Я спасаюсь писаниной. Статьи по военно-морскому ведомству – это само собой. Знаете, я затеял книгу мемуаров. Звучит излишне торжественно? Ну и ладно. Все же нашему поколению, подросшему к войне, здорово досталось. Некоторые журналисты называют его великим. Не знаю, насколько верен такой эпитет, точнее назвать его поколением, выбитым войной. Вот и надо, чтобы оно выразило себя. Надо оставить для музы истории Клио свидетельства нашей борьбы: как дралась морская пехота у Кингисеппа, под Копорьем и у Красного Села на питерском пороге… и как сдержали финнов на реке Свири, не дав соединиться с немцами и сомкнуть за Ладогой второе блокадное кольцо, погибельное для Ленинграда… и как подводные лодки, прорвав заграждения в Финском заливе, атаковали немецкие конвои… как мы задыхались, затаясь на грунте и считая разрывы глубинных бомб… в общем, описать наши смертельные игры «смычками страданий на скрипках времен» (по выражению классика, относящемуся, впрочем, к другому времени и к другой войне).

Итак, я пишу мемуары – прошу не отвлекать меня, господа, от этого занятия. Оно держит меня на поверхности жизни.

День-деньской сижу за машинкой. Глеб Михайлович уговаривает купить компьютер, очень расхваливает это электронное чудо уходящего века. Но я же прогрессист только в политике, а в быту – заскорузлый консерватор. Не могу изменить моей «Эрике», стучу и стучу, вот только дело продвигается очень медленно, – хорошо, если страницу в день удается сочинить.

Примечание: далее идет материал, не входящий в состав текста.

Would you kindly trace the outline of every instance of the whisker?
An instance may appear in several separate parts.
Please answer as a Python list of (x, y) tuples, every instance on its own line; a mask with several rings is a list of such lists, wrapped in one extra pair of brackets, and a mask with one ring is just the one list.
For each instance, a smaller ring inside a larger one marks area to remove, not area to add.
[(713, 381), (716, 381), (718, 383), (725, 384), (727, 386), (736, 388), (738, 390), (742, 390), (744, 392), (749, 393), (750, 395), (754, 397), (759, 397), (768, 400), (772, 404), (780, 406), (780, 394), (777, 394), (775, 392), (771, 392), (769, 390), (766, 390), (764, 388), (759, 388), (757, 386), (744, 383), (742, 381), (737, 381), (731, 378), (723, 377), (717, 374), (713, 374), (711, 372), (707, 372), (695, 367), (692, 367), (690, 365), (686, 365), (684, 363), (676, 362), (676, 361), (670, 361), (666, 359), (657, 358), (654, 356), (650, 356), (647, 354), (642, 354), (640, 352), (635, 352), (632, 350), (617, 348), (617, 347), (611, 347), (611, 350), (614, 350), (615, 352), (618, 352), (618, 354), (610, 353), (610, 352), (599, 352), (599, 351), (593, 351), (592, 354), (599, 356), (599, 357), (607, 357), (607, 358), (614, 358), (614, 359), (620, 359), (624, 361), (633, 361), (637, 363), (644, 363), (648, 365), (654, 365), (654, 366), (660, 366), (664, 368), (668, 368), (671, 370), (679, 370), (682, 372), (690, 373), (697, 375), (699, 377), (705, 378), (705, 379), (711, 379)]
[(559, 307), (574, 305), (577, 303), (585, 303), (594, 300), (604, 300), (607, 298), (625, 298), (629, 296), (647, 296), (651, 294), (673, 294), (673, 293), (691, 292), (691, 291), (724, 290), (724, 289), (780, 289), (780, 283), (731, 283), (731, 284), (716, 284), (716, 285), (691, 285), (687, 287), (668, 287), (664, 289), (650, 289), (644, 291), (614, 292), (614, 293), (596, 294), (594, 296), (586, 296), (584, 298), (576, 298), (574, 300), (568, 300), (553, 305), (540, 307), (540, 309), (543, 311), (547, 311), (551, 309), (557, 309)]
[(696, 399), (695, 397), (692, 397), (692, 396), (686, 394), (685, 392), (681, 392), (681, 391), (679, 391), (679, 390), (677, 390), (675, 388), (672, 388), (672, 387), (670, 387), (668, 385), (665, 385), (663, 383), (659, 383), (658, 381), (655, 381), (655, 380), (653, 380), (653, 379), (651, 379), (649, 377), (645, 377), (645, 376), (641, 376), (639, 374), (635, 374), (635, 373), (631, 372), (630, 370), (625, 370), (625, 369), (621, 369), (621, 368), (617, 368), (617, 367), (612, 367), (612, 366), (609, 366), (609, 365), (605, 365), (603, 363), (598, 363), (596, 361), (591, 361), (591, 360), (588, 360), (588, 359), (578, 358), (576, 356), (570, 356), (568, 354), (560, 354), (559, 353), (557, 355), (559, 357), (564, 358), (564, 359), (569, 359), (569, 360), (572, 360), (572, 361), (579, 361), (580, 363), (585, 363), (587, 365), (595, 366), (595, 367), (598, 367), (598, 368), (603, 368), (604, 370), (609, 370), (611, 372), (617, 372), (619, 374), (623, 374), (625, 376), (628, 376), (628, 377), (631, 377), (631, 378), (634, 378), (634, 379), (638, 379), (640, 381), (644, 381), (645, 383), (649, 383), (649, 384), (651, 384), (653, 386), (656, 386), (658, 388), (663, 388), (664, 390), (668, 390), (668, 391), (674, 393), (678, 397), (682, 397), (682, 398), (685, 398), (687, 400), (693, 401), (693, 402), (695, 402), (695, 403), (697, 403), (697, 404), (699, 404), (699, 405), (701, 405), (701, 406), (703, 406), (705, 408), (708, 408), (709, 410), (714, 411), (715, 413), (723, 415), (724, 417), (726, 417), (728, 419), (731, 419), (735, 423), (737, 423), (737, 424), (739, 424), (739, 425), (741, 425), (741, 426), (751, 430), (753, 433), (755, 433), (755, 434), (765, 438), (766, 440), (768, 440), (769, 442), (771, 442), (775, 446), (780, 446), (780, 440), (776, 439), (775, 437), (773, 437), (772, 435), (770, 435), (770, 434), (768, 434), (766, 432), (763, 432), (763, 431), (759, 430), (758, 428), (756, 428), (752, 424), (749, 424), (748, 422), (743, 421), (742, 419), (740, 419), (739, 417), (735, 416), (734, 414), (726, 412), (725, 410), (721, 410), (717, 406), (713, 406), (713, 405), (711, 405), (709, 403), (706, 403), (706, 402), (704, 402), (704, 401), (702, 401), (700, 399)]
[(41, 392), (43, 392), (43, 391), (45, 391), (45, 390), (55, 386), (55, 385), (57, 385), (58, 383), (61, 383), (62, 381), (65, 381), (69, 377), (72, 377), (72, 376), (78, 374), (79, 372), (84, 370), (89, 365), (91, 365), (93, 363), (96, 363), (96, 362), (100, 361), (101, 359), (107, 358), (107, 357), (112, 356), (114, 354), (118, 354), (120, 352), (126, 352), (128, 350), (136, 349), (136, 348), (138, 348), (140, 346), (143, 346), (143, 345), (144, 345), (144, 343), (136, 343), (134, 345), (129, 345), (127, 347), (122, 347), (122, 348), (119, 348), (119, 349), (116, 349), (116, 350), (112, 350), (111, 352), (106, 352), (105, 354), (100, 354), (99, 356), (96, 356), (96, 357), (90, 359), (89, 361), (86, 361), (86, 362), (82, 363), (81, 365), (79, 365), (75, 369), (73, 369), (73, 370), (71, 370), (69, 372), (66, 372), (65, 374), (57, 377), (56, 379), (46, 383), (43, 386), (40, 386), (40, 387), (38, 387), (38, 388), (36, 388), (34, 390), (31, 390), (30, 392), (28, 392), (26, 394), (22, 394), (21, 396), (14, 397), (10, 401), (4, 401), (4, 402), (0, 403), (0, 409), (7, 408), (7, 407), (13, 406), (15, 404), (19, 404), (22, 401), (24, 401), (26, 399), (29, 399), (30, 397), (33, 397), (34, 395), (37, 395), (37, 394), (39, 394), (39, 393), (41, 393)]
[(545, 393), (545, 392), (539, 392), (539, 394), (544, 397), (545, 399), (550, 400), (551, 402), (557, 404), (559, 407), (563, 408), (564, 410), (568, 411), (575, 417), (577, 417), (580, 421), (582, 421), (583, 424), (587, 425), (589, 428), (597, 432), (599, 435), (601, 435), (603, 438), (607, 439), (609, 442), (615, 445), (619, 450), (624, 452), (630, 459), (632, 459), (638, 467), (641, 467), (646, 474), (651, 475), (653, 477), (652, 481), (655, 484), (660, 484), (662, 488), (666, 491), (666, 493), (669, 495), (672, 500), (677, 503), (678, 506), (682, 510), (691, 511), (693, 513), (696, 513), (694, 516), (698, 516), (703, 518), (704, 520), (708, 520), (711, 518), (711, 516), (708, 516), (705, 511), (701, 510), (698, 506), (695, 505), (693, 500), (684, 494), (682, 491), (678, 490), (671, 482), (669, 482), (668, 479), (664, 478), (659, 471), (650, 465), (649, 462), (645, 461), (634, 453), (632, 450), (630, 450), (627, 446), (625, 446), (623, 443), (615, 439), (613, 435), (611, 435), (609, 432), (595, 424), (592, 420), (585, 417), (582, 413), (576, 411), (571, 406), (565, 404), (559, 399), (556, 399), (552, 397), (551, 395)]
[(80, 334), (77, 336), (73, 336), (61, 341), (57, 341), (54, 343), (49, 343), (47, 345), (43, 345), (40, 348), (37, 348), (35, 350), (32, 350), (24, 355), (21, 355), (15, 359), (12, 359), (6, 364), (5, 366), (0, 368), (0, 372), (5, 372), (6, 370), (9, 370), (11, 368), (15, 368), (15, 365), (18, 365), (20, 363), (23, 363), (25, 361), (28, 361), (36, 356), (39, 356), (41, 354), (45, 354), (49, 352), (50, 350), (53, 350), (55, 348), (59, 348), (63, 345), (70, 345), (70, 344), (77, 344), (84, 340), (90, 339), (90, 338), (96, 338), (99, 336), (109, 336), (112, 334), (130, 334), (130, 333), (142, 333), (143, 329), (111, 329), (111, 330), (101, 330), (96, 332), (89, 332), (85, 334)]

2000 год наступил. Какая удивительная дата. Как странно, что кончается двадцатый век, в котором мы прожили свою жизнь. Даже не знаю, можно ли его сравнить с каким-либо из предшествующих веков. Например, с семнадцатым: Тридцатилетняя война, ожесточенная кровопролитная схватка католических стран с протестантскими. Нет, двадцатый все же похлеще – в двух мировых войнах и в нашей Гражданской, в шествии тоталитарных государств он пролил крови неизмеримо больше, чем пролито в прежних столетиях.

И продолжает проливать – в малых, локальных войнах, в нарастающем бедствии века – в террористических актах.

– Ну и ничего удивительного, – говорит Константин Глебович. – Идет сброс излишков населения планеты.

– Странная мысль, – говорю я. – Кто же управляет этим сбросом? Определяет его размеры?

– Никто не управляет. Стихийный процесс. Единственная единица измерения, какую можно принять, – количество голодных ртов.

– Это что-то из Мальтуса.

– Ну что вы! Мальтусу и не снились такие масштабы.

Мы сидим в квартире Боголюбовых. Глеб Михайлович пригласил меня встретить Новый год, и я приплелся к ним на 6-ю линию – это недалеко. А у них был редкий гость – сын Константин. Со слов Глеба я знал, что их Костя – этнограф, специалист по угро-финским народностям, что он много лет работал в Финляндии, а теперь, вернувшись, профессорствует в Петрозаводске, в университете. Вот он приехал навестить родителей. Мне он понравился – Портос с мушкетерскими усиками (не хватало только перевязи, шитой золотом, – вспомнилось мне). С улыбкой пожимая мне руку, он сказал:

– Рад познакомиться, господин кавторанг. Много наслышан о вас.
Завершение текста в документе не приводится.